Natural Gas Council Comments to EPA: GHG Emissions Reporting Rule

NGC understands EPA’s goal in developing the Proposed Rule is to obtain data of sufficient quality to support climate change policies and regulations, while at the same time minimizing the Proposed Rule’s administrative burdens – both by excluding small emitters and by crafting requirements that are consistent with existing greenhouse gas reporting programs and methodologies. NGC urges EPA to ensure that the Proposed Rule, when possible, avoids imposing new measurement requirements and allows reporters to utilize the best available data.  

NGC notes that the Proposed Rule has a disproportionate impact on the oil and natural gas industry, because reporting requirements apply to both facility operators and fuel suppliers. EPA’s cost impact data fails to consider the overall burden for each facility when it is subject to more than one subpart of the Proposed Rule. NGC asks EPA to reduce the burden on the oil and natural gas industry by aligning the fuel supplier reporting requirements with the data already being reported to the Energy Information Administration (EIA) and EPA’s Office of Transportation Air Quality. 

In addition, NGC believes EPA crafted the Proposed Rule in a broad manner that was not contemplated or required by the FY2008 Consolidated Appropriations Act. In particular, EPA interpreted the Act incorrectly, calling for both upstream and downstream reporting of GHG emission sources. NGC believes that the explanatory statement to the Act is most reasonably interpreted as an instruction to EPA to consider upstream and downstream reporting and to choose the approach that is appropriate for any given sector. In many cases, it is needlessly costly and burdensome for EPA to count the same unit of GHG both at the point of emission and further upstream. If there are compelling policy reasons in specific situations that would justify the collection of both upstream production and downstream sources, those situations and policies need to be identified clearly. 

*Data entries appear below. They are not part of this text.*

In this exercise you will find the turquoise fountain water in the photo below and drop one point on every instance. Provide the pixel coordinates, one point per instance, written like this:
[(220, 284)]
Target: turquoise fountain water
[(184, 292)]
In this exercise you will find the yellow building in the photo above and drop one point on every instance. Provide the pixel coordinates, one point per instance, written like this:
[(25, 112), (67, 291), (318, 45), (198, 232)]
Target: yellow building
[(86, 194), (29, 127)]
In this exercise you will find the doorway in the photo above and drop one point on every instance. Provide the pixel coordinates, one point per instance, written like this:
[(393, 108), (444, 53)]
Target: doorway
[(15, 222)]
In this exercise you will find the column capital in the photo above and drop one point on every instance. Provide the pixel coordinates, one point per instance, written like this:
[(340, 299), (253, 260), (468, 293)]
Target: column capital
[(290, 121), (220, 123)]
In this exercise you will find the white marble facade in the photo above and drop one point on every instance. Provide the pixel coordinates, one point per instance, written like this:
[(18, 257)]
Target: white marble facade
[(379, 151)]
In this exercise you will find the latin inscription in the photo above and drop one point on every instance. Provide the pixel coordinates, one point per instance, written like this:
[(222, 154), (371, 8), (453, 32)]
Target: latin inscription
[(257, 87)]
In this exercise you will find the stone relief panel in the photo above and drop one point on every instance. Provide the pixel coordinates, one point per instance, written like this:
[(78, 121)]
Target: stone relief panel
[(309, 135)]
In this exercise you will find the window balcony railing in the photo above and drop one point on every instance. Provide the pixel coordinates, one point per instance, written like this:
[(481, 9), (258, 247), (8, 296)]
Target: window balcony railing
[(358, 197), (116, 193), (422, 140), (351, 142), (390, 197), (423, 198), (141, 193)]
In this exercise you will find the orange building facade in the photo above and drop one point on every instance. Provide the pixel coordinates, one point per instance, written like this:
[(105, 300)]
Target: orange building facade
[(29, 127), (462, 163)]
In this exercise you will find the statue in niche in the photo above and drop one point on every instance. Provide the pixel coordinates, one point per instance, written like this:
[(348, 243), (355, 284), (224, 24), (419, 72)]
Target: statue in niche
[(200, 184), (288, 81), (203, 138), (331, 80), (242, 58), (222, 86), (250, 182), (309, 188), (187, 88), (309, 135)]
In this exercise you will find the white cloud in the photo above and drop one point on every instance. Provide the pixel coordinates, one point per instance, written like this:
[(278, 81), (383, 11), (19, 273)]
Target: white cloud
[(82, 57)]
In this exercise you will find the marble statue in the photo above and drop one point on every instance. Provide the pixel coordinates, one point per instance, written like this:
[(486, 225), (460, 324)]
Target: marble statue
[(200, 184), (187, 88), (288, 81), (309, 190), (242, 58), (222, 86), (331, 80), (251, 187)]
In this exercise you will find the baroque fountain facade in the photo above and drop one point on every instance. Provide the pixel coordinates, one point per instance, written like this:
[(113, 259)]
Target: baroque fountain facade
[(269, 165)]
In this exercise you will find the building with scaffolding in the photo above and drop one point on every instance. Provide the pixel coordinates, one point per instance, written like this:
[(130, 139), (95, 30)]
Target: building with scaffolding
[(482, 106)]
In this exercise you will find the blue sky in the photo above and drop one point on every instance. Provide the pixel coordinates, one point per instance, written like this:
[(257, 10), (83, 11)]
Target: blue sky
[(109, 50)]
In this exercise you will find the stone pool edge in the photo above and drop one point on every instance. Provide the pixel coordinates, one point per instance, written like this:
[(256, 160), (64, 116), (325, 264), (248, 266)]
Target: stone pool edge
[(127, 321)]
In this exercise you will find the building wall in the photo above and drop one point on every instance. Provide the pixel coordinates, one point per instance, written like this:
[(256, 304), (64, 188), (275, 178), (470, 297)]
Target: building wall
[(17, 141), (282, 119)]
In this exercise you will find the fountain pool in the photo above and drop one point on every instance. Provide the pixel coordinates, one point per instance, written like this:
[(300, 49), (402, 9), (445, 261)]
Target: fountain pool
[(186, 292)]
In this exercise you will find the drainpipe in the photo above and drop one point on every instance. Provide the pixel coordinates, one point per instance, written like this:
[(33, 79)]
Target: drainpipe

Moreover, although EPA mentioned several potential uses of the data proposed to be gathered, EPA conceded that it does not yet know what programs the Proposed Rule ultimately will support. EPA’s statutory authority for the Proposed Rule, section 114 of the Clean Air Act, provides the agency with broad data collection powers. Still, those powers are not unlimited; in particular, section 114 enumerates specific purposes for which data collection is authorized. NGC submits that the Proposed Rule would be more precisely tailored to the agency’s needs (neither gathering unnecessary data nor neglecting essential data), and more consistent with the limits of section 114, if EPA clarified which Clean Air Act programs it intends to pursue using the data collected. Section 114 does not provide EPA with the license to collect any and all data that the agency might find useful for unspecified programs that may or may not be implemented at a later date.